Hi. I am jtwp470, a member of ctf team, g0tiu5a. The final score of our team was 65th, 3000 pts.

f:id:jtwp470:20161128005713p:plain

I have never written CTF writeup to use English. It is difficult for me to explain techniques to use English. I try to write CTF writeup using English because I am studying English.

Web

Black Suprematic Square

There are NOT a web link which connects to the problem. I searched a picture first, and I got a picture name. When I use the Chrome developer tools at the scoreboard, I found the hidden link.

Wow. Is it flag? This CTF has no flag format. :-1: So, I guess this is the flag!! I want to get a a character string but I don't install OCR software. (Because huge)

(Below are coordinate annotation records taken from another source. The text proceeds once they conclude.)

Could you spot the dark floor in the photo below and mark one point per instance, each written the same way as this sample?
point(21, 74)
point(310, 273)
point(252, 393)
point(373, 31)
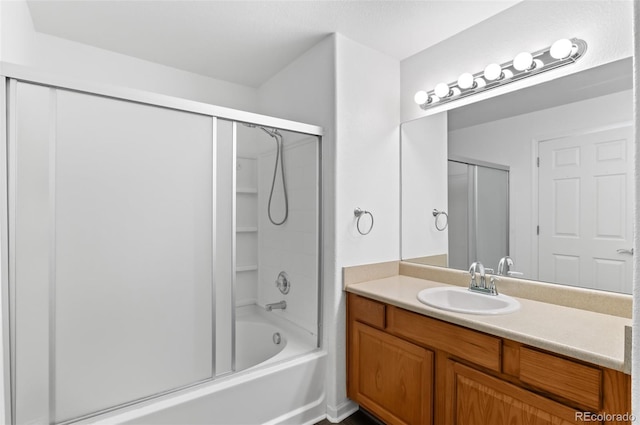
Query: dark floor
point(359, 418)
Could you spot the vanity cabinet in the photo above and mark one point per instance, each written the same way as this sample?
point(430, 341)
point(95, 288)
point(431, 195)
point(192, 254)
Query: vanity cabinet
point(475, 398)
point(407, 368)
point(391, 377)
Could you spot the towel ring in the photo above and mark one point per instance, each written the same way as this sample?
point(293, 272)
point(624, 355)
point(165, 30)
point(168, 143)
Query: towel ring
point(437, 214)
point(359, 213)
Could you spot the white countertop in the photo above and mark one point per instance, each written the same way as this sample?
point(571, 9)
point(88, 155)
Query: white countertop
point(592, 337)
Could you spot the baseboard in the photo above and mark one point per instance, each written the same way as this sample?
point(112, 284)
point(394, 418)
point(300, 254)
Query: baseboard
point(342, 411)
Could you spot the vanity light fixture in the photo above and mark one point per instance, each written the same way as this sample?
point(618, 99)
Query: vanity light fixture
point(525, 64)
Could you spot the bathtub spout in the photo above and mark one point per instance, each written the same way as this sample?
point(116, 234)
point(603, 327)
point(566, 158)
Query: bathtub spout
point(276, 306)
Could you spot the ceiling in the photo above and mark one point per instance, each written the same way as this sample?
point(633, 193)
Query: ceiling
point(247, 42)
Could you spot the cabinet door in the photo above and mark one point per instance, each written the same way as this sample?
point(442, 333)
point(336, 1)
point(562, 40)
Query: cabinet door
point(474, 398)
point(390, 377)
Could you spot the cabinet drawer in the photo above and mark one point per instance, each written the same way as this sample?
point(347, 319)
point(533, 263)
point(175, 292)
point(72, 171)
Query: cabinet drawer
point(476, 347)
point(563, 377)
point(367, 311)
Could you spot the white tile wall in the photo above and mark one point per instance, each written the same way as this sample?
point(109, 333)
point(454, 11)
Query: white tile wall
point(293, 246)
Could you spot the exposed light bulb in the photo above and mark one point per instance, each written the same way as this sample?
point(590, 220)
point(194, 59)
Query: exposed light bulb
point(442, 90)
point(561, 49)
point(421, 97)
point(523, 61)
point(465, 81)
point(492, 72)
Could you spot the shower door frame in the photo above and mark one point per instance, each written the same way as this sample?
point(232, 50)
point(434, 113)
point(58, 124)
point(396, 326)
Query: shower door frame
point(10, 74)
point(473, 224)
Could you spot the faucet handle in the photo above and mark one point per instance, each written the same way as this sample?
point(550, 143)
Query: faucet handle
point(492, 285)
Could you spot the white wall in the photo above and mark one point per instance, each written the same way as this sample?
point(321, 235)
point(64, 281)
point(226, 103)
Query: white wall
point(353, 93)
point(530, 25)
point(21, 44)
point(291, 247)
point(305, 91)
point(367, 171)
point(635, 350)
point(510, 142)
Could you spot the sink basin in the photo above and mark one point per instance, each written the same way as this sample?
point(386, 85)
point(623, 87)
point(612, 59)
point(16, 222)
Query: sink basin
point(461, 300)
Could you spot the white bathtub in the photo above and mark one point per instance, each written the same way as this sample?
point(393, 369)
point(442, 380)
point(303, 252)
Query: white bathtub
point(273, 384)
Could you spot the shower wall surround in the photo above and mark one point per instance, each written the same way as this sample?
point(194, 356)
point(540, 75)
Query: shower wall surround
point(291, 247)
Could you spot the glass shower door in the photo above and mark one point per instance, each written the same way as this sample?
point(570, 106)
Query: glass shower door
point(478, 214)
point(111, 211)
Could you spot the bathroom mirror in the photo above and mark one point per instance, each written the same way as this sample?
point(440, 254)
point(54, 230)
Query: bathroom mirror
point(543, 175)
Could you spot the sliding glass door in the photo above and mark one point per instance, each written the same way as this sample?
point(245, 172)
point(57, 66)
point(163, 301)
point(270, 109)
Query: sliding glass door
point(111, 209)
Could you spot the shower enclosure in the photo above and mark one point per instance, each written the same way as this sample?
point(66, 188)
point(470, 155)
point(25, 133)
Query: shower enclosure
point(141, 253)
point(478, 213)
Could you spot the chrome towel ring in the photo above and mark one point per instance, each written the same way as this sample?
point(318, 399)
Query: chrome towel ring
point(359, 213)
point(437, 215)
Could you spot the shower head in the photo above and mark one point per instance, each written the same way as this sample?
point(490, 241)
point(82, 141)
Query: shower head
point(273, 132)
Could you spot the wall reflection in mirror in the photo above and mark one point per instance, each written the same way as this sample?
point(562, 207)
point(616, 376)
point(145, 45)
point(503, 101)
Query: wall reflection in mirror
point(543, 175)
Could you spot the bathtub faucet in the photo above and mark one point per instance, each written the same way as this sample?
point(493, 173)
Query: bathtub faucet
point(276, 306)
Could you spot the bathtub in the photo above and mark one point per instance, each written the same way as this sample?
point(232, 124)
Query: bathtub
point(274, 383)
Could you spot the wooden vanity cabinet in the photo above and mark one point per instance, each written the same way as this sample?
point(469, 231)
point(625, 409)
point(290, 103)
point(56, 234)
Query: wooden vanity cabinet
point(407, 368)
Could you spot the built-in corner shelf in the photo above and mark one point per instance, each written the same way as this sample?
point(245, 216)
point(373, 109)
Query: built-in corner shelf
point(248, 268)
point(247, 190)
point(246, 229)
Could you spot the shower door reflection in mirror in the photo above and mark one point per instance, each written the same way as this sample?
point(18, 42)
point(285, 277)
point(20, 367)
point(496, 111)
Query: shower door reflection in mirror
point(570, 218)
point(478, 213)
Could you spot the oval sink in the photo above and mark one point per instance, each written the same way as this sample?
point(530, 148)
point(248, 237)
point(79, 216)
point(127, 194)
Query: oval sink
point(462, 300)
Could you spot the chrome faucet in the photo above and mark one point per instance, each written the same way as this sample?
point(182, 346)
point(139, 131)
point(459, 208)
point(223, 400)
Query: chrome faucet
point(481, 284)
point(276, 306)
point(504, 267)
point(477, 267)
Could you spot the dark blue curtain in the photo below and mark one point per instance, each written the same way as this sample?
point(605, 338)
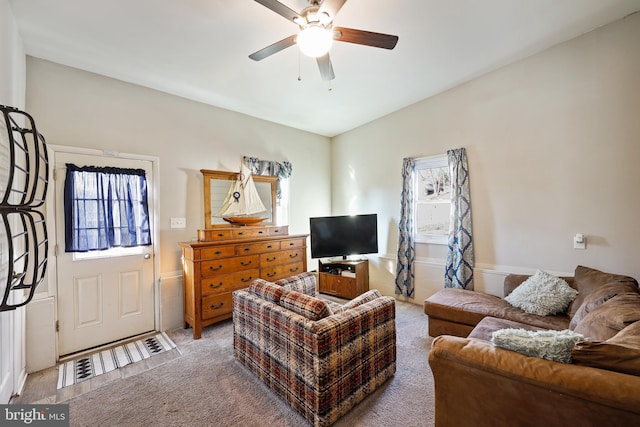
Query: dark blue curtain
point(105, 207)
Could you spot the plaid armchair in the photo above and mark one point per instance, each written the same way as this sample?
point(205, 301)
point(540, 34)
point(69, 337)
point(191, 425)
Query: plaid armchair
point(322, 358)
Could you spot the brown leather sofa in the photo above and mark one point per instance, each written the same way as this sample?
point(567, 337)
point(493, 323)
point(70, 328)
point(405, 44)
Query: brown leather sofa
point(479, 384)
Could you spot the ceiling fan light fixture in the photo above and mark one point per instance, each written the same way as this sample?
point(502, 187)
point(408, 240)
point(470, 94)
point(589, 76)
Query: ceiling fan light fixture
point(315, 41)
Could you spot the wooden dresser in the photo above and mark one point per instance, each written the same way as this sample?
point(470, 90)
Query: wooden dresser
point(228, 258)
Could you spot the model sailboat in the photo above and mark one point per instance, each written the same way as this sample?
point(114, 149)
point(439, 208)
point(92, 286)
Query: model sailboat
point(242, 200)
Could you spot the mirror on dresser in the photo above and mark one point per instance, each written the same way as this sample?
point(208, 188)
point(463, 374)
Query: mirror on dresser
point(216, 187)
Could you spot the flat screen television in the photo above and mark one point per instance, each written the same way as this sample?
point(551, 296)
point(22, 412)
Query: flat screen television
point(333, 236)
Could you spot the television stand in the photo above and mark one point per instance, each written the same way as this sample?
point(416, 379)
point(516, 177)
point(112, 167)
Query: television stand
point(343, 278)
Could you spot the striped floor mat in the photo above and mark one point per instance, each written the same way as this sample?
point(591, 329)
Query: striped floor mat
point(92, 365)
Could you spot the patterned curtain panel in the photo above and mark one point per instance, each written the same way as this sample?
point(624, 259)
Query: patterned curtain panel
point(266, 167)
point(459, 267)
point(406, 244)
point(105, 207)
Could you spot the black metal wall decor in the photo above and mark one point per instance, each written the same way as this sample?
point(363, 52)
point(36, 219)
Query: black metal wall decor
point(24, 172)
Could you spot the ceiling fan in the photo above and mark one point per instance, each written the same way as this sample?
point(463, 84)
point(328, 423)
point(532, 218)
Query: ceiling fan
point(317, 33)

Do you know Google Cloud Vision API? This is free for trial only. I used this.

[
  {
    "locale": "it",
    "description": "a ima i wah si dupa\ni eru\nquei vahphiekah7u\ncee tai r9ai Gae1eS\nsaedoo4becooShoh\nhu8ei fahXi7EJoh2\ngaephechei 5chi P9\n",
    "boundingPoly": {
...

It is very fantastic! I fixed it by hand and I got a correct flag.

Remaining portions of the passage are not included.